MAUD SURVEY IN CAMBRIDGE BAY, CANADA 2011
This last week Project Manager Jan Wanggaard and Project Diver and Photographer Dag Leslie Hansen have spent their time Surveying the wreck of Maud both over and under the water in Cambridge Bay in the North West Passage, Nunavut, North Canada.
Project Manager Jan Wanggaard makes a first Maud-walk on 4th of August 2011
Jan wanggaard films the front part of Maud
The first reports are very optimistic with regards to the state of the old ship that has spent the last 80 years on the seabed just outside Cambridge Bay, a small remote village with 1300 inhabitants.

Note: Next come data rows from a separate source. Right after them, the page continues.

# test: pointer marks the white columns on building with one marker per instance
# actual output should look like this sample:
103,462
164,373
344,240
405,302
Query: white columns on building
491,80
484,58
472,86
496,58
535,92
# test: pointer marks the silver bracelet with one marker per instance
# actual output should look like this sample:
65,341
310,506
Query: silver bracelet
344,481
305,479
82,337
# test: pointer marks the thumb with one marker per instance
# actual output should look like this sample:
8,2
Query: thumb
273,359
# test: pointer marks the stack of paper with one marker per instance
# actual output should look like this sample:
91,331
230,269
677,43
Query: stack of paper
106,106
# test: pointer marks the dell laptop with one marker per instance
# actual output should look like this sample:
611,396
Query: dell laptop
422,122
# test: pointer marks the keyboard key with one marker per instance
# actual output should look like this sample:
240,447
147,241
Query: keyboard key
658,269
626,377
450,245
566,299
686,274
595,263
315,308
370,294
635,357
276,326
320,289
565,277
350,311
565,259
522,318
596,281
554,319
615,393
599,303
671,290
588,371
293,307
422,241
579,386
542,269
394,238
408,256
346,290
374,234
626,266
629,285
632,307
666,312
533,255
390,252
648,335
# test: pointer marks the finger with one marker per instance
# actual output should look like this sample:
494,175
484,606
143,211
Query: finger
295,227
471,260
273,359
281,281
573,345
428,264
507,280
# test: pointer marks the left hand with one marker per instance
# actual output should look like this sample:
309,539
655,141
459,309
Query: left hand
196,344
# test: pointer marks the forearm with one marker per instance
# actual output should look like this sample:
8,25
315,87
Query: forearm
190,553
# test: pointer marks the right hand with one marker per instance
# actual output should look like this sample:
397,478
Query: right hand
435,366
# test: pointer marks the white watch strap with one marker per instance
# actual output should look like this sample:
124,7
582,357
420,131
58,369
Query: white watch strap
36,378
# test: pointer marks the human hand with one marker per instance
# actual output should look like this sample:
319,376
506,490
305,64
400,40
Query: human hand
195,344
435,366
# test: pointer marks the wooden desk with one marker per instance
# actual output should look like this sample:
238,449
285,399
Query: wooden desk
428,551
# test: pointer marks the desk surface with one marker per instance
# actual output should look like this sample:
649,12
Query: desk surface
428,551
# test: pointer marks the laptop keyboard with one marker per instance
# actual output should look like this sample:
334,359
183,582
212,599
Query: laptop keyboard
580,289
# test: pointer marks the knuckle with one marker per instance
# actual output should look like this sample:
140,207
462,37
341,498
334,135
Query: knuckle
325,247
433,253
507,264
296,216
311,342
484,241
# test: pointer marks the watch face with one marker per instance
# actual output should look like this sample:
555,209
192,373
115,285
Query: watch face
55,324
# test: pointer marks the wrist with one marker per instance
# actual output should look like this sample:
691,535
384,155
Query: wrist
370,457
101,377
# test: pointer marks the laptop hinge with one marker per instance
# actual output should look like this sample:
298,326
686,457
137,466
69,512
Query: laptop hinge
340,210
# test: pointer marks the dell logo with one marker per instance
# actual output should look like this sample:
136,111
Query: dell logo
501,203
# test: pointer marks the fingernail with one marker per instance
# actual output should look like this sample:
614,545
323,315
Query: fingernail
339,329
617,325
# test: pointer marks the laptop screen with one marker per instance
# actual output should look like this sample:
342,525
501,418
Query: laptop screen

This incredibly strong built oak ship has been helped by the arctic cold and clean water to be kept in a reasonably good shape after so many years. Only the upper part of the ship has been torn by the ice over the years and thus gives the old lady a rather dramatic expression, well suited for a future museum exposure and also mirrors well those dramatic years of Roald Amundsen and his brave men during their expeditions into the deep Arctic in an attempt to be the first men to reach the North Pole.
Detail of the keel of Maud shows that it is still in an extraordinary good condition after 80 years at the sea bottom in Cambridge Bay. Further analysis of the oak wood will give us more answers.

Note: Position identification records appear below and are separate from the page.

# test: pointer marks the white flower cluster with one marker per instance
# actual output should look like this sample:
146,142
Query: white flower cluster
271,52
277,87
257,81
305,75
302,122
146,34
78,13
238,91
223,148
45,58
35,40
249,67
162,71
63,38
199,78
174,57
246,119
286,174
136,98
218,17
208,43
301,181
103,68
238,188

Mainly warm welcome by the local people
We are also very happy to have been warmly welcomed locally here in this small place up in the High Arctic North. The weather has been good and we have had the chance to meet and speak with many people – both young and old, and many people express a positive attitude to our plans and our hope to salvage the old ship and bring her back to Norway, to conserve and finally present her in a Maudmuseum in Vollen, Norway where she was built nearly 100 years ago. Some of the elders we visited at the beach expressed an excuse for taking material for building materials from the Maud half a century ago. I excused them for that on behalf of Roald Amundsen himself, who I am sure would have thought that would be the right thing to do.
Yesterday we presented our plans to the local municipality and their response was mainly positive. Several local representatives expressed a positive attitude to our plans. The local Major expressed a worry that the ship might get damaged during a salvage operation, but we assured him that when we decide to lift Maud from its present position we will be sure not to make her suffer any way.

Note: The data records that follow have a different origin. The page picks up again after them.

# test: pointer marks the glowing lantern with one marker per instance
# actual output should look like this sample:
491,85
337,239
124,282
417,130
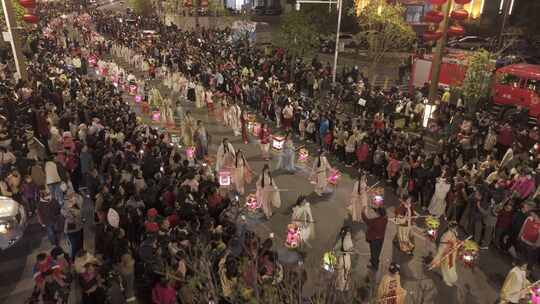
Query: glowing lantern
132,89
251,203
303,155
456,31
329,261
432,224
334,176
469,252
224,178
277,142
190,152
293,236
432,35
29,18
433,17
459,14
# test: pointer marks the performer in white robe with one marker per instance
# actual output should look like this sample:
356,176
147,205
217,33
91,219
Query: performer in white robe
267,194
242,173
303,219
437,206
342,250
446,257
321,167
225,155
359,198
515,285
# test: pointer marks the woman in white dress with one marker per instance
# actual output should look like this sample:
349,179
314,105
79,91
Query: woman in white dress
303,219
359,198
225,155
342,251
321,167
437,206
287,156
267,194
242,173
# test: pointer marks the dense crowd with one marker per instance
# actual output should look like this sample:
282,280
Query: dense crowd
163,224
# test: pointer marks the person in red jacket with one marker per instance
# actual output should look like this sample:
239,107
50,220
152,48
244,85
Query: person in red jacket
376,220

That is our plan and main ambition.
Some people locally have expressed a wish to have Maud saved and kept locally. We understand this point of view but as we all know our project plan is the only concrete initiative that exist today. Also we do feel that this old ship is strongly linked to Norway through the achievement and position that Amundsen have among the Norwegian people.
We do hope and feel that most people of Cambridge Bay will support our plans in the time to come, when our project plans becomes known and defined in more detail. Then everyone can have a better and more defined understanding of our plans and not least, our clear goals and determination. In this way we believe this project can benefit us all at the end of the day.
There is no doubt that there is a lot of valuable and interesting film and photographic material relative to this incredible ship and its brave expeditions that can be of great valuable for producing new and exciting communicative material that can benefit both Norway as well as Cambridge Bay where the ship has rested for all these years.
We still have one more week here in Cambridge Bay to continue our Diving Survey and we hope for more sun and happy faces along the way.